Science and Technology Committee Call for Spend on Science to Increase
The House of Commons Science and Technology Committee has called for the Government to increase spend on science in order to ensure that the UK can remain competitive and an attractive place to both research and invest in science and technology. In a report published yesterday, the result of the Committee’s inquiry into ‘the impact of spending cuts on science and scientific research’, Committee members call for the Government to veto any potential cuts to the science budget, or face ‘seriously damaging’ consequences for the sector.

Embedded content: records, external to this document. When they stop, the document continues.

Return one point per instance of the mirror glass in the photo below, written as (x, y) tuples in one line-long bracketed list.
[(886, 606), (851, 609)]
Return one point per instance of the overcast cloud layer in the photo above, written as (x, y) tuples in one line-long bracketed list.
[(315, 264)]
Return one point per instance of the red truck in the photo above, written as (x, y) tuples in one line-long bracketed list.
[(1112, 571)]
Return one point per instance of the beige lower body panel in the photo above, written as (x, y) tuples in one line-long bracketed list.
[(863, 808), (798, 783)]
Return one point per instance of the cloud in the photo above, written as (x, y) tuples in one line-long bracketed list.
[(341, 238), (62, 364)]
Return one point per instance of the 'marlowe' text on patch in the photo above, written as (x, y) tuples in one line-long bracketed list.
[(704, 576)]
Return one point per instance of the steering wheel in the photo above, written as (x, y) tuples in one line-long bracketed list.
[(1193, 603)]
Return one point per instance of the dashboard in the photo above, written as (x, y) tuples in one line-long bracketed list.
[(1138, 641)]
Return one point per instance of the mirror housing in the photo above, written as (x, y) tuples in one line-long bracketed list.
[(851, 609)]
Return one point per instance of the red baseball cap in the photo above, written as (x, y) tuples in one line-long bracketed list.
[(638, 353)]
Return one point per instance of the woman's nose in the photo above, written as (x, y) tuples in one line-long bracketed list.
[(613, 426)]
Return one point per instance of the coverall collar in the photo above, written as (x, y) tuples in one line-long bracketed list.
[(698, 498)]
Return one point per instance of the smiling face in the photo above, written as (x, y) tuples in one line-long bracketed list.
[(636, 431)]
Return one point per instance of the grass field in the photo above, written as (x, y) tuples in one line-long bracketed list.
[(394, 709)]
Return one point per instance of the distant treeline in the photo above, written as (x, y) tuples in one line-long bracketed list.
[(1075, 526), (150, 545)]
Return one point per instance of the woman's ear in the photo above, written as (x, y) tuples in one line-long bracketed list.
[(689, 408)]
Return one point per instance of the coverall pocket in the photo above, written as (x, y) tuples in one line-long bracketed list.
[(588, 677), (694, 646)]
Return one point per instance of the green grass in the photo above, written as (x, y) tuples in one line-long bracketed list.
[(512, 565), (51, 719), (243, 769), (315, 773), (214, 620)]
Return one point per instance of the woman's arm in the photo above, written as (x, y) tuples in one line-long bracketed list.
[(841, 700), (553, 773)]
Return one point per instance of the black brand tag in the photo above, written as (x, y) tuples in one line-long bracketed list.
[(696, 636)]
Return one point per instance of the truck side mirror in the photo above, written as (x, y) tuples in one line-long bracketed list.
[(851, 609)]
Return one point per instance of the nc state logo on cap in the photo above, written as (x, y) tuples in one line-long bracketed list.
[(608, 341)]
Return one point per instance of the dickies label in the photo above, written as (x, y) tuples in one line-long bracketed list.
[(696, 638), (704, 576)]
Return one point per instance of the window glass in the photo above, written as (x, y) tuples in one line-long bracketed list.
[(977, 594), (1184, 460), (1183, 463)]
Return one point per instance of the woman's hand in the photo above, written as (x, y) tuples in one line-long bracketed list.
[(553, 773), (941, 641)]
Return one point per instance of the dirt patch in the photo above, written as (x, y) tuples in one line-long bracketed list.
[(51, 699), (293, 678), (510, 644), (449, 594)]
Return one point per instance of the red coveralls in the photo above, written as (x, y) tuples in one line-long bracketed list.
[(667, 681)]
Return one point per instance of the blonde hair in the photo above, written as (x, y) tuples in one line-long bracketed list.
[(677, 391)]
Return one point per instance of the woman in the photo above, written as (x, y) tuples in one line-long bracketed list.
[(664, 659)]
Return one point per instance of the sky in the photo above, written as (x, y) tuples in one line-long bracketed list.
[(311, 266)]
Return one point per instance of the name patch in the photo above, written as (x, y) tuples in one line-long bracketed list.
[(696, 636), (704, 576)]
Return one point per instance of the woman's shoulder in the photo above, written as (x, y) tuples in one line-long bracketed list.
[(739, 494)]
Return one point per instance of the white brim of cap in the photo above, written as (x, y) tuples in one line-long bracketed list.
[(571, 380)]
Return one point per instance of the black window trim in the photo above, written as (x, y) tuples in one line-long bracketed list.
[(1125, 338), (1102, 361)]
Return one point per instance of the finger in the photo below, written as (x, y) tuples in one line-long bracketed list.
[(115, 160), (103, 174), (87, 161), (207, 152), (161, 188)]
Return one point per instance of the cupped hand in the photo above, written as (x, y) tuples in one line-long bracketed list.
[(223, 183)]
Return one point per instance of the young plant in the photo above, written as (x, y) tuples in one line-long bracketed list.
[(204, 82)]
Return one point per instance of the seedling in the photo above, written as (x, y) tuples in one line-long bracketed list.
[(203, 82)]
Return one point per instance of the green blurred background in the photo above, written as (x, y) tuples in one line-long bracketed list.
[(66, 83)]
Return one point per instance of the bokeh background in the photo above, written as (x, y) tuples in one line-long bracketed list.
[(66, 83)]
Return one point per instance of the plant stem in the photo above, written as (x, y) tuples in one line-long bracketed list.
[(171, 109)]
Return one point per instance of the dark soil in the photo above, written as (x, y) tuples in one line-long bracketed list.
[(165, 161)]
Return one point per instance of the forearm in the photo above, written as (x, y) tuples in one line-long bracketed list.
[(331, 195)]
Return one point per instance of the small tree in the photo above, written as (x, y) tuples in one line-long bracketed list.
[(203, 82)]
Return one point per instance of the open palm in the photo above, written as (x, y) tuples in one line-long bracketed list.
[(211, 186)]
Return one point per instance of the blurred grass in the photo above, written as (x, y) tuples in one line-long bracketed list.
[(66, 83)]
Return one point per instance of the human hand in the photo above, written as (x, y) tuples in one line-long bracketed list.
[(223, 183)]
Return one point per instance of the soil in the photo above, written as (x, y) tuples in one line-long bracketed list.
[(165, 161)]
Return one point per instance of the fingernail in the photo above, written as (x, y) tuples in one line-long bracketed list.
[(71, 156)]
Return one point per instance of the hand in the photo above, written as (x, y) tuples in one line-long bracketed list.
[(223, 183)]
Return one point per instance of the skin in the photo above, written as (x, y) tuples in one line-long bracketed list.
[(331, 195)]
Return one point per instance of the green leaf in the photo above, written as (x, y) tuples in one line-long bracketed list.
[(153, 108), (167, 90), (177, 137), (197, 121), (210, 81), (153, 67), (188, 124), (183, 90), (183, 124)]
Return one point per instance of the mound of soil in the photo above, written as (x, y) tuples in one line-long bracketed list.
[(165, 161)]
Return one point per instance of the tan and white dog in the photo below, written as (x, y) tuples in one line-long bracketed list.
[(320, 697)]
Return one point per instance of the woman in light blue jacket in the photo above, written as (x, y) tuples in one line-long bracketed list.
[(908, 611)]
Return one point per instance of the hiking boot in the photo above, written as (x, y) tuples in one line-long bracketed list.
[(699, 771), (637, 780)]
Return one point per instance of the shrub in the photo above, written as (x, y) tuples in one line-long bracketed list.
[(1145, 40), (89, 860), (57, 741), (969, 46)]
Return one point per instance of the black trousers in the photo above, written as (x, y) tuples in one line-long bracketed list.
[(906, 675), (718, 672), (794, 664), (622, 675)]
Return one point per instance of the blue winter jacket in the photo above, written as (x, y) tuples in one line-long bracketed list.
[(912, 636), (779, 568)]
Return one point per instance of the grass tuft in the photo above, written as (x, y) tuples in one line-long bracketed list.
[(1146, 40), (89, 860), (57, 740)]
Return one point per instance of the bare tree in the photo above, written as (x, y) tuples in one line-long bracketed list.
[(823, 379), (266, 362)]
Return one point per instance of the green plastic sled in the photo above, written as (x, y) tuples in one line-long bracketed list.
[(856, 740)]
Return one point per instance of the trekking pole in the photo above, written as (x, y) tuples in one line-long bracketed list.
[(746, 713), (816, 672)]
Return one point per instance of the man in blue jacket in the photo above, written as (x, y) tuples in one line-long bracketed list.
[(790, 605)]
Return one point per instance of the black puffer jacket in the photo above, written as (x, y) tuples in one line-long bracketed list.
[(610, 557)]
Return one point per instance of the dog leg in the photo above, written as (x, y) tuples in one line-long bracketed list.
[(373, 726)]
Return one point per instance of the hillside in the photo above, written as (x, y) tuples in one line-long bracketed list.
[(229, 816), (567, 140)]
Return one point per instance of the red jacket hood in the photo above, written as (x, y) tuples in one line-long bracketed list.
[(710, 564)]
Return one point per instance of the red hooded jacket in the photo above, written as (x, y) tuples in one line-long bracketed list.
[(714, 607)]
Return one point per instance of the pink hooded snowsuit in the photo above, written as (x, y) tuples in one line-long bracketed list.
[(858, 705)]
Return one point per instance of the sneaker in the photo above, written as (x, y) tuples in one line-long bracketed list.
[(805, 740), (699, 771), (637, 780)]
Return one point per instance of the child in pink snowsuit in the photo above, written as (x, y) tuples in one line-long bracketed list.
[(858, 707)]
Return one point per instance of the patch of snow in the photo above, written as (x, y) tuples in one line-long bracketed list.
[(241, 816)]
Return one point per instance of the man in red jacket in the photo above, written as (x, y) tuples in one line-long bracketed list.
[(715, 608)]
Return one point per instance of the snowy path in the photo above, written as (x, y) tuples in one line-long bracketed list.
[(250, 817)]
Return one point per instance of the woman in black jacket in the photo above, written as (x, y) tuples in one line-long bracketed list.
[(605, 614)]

The Pre-Budget Report of 9 December 2009 announced that £600 million would be cut from the higher education and science and research budgets, “from a combination of changes to student support within existing arrangements; efficiency savings and prioritisation across universities, science and research; some switching of modes of study in higher education; and reductions in budgets that do not support student participation”. The Committee conclude that the figure of £600 million is an arbitrary one, imposed by Treasury, with no clarity about how it was generated. It is also not yet clear where these cuts will fall.
In addition, the funds allocated by HEFCE to universities in England will fall in the 2010-11 financial year, by 6.5% compared to the allocation in 2009-10. Within the overall HEFCE budget, allocations to individual institutions were announced a couple of weeks ago. Against this background of cuts already announced is the very real concern amongst researchers and others in higher education that further cuts are to come. The current Comprehensive Spending Review (CSR 2007) expires in 2010-11, with funding beyond March 2011 contingent upon a new Budget and CSR. In evidence given to the Science and Technology Committee, the Minister for Science and Innovation, Lord Paul Drayson, said, “my lack of comfort is due to the fact that I am arguing very strongly for the figure for the future overall research budget… The argument is still to be made and won.”
As well as concluding that overall cuts to the science budget are unsustainable in terms of building the UK’s ‘knowledge economy’, relying on a supply of scientifically qualified teachers, researchers and an attractive research environment to business and industry, the inquiry touches upon plans in the new Research Excellence Framework to assess the ‘impact’ of researchers’ work. The Committee also examine the separate push by the Research Councils to ask researchers to consider the impact of their work when applying for grants. The Committee conclude that assessing impact retrospectively as part of the REF, whilst a commendable idea, is not feasible in practice and that difficulties in doing this will prove ‘insurmountable’. However, members do support the Research Councils requirement for researchers to consider how they might open up ‘pathways to impact’ through their research and call upon the Research Councils to clarify their requirements. There is a perception in the scientific community that researchers are being asked to ‘predict’ the impact of their research; a charge which the Research Councils dispute and on which the Committee call for clarification to correct this misinformation.
Overall, the report echoes other recent publications calling for stability, and an increase, in science spending during a period of fiscal tightening, such as the Royal Society’s ‘Scientific Century’ and the Council for Science and Technology’s recent ‘Vision for UK Research‘ report. Today’s budget announcement will be an interesting test of whether HM Treasury has got the message.